骨の観客席――千の肋が息の代わりに風を通す客席は、ほとんど目に見えない拍手を続けている。骨の拍は人の拍より遅い。遅いのに、削るのが速い。
ナディアの喉にはわたしたちがいる。わたしは失われた。けれど、指揮の芯はぶれていない。
ヨハンは胸の銀を握り、低く落とす。
「鍵は胸に。鍵穴は“あいだ”に。――掴め」
ルーシアンが霧の層を増し、ミレイユは《ここ》を段ごとに縫い、ヴァレリアは袖の棘を礼の角度で置いていく。
ボミエは杖の結び目を抱き、耳をぴんと立てた。
「怖いけど、見るニャ。句点を足に、逃げないニャ」
⸻
II 骨合唱、胸腔のオルガン
王が胸の王冠を軽く弾く。
観客席の肋が一斉に膨らみ、洞の空気が吸われ、次の拍で吐き出された。
胸腔のオルガン。骨合唱。
その音は言葉を持たず、述語だけで進む。――奪う/整える/刻む。
音に合わせて床が波になり、立っているだけで踵から拍が剥がれ落ちる。
「対旋律で返す!」
ナディアの笛が二三/一四を逆さに折り、港の喉を対の流れへ導く。
ルーシアンは霧の段を拍の合間へ挿し、ミレイユは《ここ》を斜めに継いだ。
ヴァレリアの置いた刃が波の額で半拍止め、ボミエの**《スターライト・リム》が輪の縫い目を星で縫**う。
骨合唱は迷う。
迷いは怒りではない。ただ、整えようとする癖が足りなくなる。
王は笑わない。胸の王冠を一度、濁らせる。
⸻
III 喉盗りの半影
祭壇の影が薄く波打った。
中級吸血鬼――さっきエステラの喉を奪った半影の盗人が、音の谷から舌のように伸びる。指先の鏡刃が、次の喉を選別していた。
狙いは――ナディア。
わたしたちの喉。その主語ごと奪えば、合唱は黙る。
ヴァレリアがそこにいた。
「順番。最初に斬るのは、わたし」
棘が礼から斬へ、半度だけ傾く。置く刃の礼を保ったまま、切っ先で半影へ句読点を刺す――点と点を結び、線にする一閃。
ボミエの杖も同じ場所に点を落とす。
「二重句点ニャ!」
半影の皮膚は血を持たないが、速度を持つ。速度がもつれ、グリシェの手首が洞の壁へ縫い付けられた。

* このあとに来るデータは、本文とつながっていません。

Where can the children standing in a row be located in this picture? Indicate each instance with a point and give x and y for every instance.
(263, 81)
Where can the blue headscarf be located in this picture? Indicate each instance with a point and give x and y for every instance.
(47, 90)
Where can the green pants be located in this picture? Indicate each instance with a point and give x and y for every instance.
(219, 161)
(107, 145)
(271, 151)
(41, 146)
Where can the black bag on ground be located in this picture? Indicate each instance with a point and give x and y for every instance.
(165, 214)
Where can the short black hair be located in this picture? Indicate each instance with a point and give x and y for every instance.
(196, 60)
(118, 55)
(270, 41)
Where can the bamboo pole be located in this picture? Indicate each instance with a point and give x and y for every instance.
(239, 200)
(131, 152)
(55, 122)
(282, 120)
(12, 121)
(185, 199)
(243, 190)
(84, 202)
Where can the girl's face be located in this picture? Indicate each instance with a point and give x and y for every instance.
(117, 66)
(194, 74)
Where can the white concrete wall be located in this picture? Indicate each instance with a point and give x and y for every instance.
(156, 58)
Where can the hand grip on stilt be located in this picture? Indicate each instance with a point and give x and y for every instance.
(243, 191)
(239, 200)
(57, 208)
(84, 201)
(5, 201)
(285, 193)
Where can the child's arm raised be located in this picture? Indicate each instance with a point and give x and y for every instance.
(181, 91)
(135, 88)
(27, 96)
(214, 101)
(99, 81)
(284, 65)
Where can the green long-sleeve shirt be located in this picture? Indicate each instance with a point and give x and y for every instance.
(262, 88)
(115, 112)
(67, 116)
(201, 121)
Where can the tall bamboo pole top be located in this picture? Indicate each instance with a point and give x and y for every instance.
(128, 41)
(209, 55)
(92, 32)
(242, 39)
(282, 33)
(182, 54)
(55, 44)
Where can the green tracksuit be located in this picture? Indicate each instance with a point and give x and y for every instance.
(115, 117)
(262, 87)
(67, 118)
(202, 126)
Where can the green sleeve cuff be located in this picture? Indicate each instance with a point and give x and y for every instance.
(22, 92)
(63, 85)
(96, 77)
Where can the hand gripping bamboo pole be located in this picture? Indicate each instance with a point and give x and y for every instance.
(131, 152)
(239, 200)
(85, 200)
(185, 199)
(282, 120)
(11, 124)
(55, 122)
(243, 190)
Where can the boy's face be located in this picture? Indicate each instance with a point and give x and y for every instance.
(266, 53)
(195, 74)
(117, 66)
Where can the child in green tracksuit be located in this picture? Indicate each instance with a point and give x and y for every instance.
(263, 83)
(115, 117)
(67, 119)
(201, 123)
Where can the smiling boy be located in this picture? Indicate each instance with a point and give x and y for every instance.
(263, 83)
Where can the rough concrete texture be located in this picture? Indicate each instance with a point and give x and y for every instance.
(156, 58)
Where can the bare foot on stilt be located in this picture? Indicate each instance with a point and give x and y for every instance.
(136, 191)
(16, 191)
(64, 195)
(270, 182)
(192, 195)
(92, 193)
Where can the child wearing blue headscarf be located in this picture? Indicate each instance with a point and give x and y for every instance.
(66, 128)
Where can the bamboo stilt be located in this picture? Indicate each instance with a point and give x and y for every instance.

グリシェは喉仏をぶらさげた帯を鳴らし、声なき笑いを胸で震わせ――消えた。
半影は逃げ方を持っている。速度を主語にしている存在は、誰にもなって消える。
「追わない」ヴァレリアが袖を整え、棘を礼へ戻す。「順番を崩さない」
ナディアは喉を押さえ、わたしたちを整え直す。
合唱は途切れない。途切れないが、利子の影が喉の裏で冷えている。
⸻
IV 影犬の血
エステラの遺した皮のポーチを、ミレイユが胸に抱えていた。
中には小瓶がひとつ。ラベルには**〈影犬の血〉と古い筆致である。
影犬――影に匂いを与える獣の血。絶えた一族から密かに受け継がれ、半影を嗅げるようにするための媒染**。
エステラは生前、この瓶を最後まで使わなかった。
「嫌いな匂いは、作る。――でも、借りは増やさない」
彼女の言葉が、ミレイユの指先で震える。
「使うニャ」ボミエが言う。「エステラの鼻に戻って、半影を嗅げるニャ」
ルーシアンがうなずき、瓶の口に指を当てる。血は冷たい。鉄ではなく、夜の匂いがする。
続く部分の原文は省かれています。